Zaman Fatih olmanın şifresini çözme ve o gücü elde etme zamanıdır. Yukarıda da belirttiğim bu güç, milletin imanındadır. Bu iman sayesinde bu millet, peygamber duasını alan ve övgüsünü kazanan, küçücük bir Söğüt kasabasından koca bir cihan imparatorluğu çıkaran bir millet olmanın heyecanı ve gücüyle kendine güvenini kazanacak ve zilletten kurtulacaktır.
İşte, son 13 yıldır sayın cumhurbaşkanımız R. T. Erdoğan’ın liderliği ve Ak Parti kadrolarıyla milletin bu dinamiği harekete geçirilmiş, Türkiye emir alan ve para dilenen, üzerinde oyun oynanan bir ülke olmaktan çıkmış kendi milli projelerini gerçekleştiren, ben bir dünya gücüyüm diyen bir milletin bir ülkesi olarak, bütün Türk İslam dünyası ve mazlumların umudu haline gelmiştir.

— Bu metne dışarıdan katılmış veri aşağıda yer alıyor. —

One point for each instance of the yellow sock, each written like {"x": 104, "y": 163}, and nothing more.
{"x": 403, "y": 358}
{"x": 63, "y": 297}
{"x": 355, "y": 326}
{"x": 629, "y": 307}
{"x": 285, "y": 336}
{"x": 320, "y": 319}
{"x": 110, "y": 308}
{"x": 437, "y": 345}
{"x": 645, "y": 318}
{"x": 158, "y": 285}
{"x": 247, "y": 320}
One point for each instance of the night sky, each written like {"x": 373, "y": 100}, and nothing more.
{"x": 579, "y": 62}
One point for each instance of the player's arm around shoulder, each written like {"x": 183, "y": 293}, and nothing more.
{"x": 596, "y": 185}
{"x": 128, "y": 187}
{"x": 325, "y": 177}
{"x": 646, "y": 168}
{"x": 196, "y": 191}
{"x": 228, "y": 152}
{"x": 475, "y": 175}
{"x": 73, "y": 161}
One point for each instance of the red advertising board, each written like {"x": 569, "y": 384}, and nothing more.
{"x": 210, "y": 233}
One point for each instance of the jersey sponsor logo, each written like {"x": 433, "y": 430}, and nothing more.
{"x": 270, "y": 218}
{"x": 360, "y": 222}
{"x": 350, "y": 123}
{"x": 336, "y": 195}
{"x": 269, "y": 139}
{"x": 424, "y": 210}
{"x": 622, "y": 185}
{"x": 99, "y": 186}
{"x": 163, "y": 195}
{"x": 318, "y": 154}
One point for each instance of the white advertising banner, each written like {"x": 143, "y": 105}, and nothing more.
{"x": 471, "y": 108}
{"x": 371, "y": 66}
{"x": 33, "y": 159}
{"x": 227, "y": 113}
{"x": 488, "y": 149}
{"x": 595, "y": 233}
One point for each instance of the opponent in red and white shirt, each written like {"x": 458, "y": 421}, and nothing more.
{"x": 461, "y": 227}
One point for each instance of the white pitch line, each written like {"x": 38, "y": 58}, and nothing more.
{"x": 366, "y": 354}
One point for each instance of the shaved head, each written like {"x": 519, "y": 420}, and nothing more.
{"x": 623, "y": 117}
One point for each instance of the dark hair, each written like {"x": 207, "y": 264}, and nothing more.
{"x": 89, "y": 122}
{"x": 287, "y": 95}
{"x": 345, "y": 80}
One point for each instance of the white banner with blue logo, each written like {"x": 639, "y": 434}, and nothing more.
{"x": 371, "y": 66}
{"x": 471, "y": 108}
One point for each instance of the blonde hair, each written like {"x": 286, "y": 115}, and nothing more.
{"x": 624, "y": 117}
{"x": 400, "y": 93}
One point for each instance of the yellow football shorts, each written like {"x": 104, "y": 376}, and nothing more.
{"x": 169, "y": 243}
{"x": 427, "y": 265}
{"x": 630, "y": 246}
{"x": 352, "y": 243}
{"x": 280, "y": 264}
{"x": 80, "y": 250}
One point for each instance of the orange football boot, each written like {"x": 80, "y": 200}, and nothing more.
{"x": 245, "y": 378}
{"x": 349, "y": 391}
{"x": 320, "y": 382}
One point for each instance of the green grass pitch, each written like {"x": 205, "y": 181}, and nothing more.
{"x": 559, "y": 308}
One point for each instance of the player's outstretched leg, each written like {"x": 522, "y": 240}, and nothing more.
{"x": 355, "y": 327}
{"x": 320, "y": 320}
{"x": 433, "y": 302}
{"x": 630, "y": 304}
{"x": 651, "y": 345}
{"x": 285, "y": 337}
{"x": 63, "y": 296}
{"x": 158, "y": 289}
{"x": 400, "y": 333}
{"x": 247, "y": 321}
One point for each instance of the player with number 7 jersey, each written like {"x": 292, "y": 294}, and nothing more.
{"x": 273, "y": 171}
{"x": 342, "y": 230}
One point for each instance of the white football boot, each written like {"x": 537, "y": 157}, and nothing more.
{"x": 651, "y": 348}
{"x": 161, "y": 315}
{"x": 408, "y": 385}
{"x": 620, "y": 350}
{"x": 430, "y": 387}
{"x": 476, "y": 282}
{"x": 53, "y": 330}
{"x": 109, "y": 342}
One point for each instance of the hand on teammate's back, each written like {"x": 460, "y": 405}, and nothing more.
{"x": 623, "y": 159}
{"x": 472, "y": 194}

Mesele, Fatih olmanın sırrının açığa çıkmasıdır ve bu sır kavranmış ve milletimiz tekrar yönetilen değil yöneten bir dünya gücü haline gelmiştir. Bu inançla, bilim, sanayi, teknoloji, ekonomi ve askeri sahalarda büyük gelişmeler beklenmedik bir hızla gerçekleşmeye başlamıştır ve çok daha büyük bir hızla bağımsız güçlü, büyük, dünya lideri yeni Türkiye dünya sahnesinde kendine yakışan yeri alacaktır.
Sır, peygamber efendimizin övgüsüne ve Allah rızasına mazhar olmuş, küçücük bir Söğüt kasabasından koca bir cihan imparatorluğu çıkaran bir millet olduğumuzun unutulmaması ve bu mazhariyeti kaybetmemek için çalışmaktan geçmektedir.
İstanbul tarih sona erene kadar İslam’ın merkezi olacaktır. Tekrar kutlu olsun.